Sang Buddha menyapa Sariputra, seraya berkata: “Bagus sekali, bagus sekali! Seperti yang telah engkau katakan. Wahai Sariputra! Demikian pula dengan Sang Buddha yang bagaikan Ayah bagi seluruh dunia. Beliau telah bebas dari rasa takut, putus asa, cemas, ketidaktahuan dan segela kegelapan batin; Telah sempurna dalam pengetahuan, kekuatan batin; Memiliki kesaktian dan kebijaksanaan; Sempurna cara bijaksananya; Kewelas asihannya tiada pernah putus; Senantiasa memberikan yang terbaik bagi segenap mahluk.

“Sang Buddha muncul dalam Triloka (1.Alam pikiran dan rupa 2.Alam pikiran namun tiada rupa 3.Alam tanpa pikiran maupun rupa) yang sedang terbakar oleh lahir, usia, penyakit, mati, kecemasan, kesengsaraan, kebodohan, kegelapan batin, dan ke 3 racun (1.Keserahkaan 2.Kebencian 3.Kebodohan), demi membina dan membimbing segenap mahluk mencapai Anuttara-Samyak-Sambodhi.

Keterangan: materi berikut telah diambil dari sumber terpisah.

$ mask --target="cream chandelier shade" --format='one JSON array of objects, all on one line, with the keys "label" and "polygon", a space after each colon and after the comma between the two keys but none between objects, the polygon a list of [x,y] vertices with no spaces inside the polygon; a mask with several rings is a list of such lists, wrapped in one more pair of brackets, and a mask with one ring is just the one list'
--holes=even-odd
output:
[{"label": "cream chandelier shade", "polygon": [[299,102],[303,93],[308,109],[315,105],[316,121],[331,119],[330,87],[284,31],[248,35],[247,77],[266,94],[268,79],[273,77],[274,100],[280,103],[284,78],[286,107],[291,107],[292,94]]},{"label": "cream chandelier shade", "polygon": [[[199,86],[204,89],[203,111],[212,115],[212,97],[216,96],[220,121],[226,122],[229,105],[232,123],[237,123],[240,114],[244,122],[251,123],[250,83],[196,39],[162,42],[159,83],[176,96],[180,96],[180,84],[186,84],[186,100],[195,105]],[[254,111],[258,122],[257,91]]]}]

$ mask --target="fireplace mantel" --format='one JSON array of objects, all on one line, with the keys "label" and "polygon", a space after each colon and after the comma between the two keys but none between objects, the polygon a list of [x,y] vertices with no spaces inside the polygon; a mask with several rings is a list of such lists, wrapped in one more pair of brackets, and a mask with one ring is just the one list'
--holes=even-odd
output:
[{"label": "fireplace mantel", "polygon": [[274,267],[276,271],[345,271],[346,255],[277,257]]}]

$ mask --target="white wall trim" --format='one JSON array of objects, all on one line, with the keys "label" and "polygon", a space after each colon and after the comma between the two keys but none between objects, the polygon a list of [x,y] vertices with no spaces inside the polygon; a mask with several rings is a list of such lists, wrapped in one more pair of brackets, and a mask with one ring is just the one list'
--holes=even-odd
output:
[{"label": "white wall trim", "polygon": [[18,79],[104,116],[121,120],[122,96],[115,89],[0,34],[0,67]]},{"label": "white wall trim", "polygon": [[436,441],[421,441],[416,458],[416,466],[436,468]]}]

“Beliau mengamati segenap mahluk terbakar oleh api lahir, usia, penyakit, mati, cemas, kesengsaraan dan berbagai derita yang disebabkan oleh 5 ketamakan. Oleh karenanya, mereka mengalami berbagai macam penderitaan dikehidupan sekarang dan kemudian di alam neraka, setan kelaparan dan binatang. Sekalipun mereka terlahir di alam surga ataupun sebagai manusia, mereka tertimpa oleh berbagai macam belenggu, yaitu ketidakpuasan, terpisah dari yang dicintai, bertemu dengan yang dibenci dan sebagainya.

“Tertimpa oleh belenggu-belenggu demikian, mereka masih saja besenang-senang tanpa menyadari, tanpa mengerti, tiada cemas dan tidak mencurahkan diri untuk mencari kebebasan, tetapi berlarian terus kian kemari dalam rumah kebakaran. Meski terancam oleh segala derita, mereka tiada pernah cemas.

“Wahai Sariputra! Sang Buddha yang mengamati semua ini, merenungkan: ‘Aku adalah Ayah bagi segenap mahluk. Oleh karenanya, Aku akan selamatkan mereka dari segala derita dan memberikan mereka kebahagian dan kebijaksanaan Buddha.’

“Wahai Sariputra! Sang Buddha merenungkan demikian: ‘Bila Aku hanya mempergunakan daya gaibKu, tanpa menerapkan cara bijaksana; Bila Aku hanya memuji kebijaksanaan, kekuatan dan kemuliaan Sang Tathagata, maka mereka tak akan terselamatkan. Mengapa? Karena betapapun juga mahluk-mahluk ini belum terbebas dari derita lahir, usia, penyakit dan mati; Tetapi terperangkap dalam kebakaran Triloka Samsara. Bagaimana mungkin mereka dapat mengerti tentang kebijaksanaan Buddha?’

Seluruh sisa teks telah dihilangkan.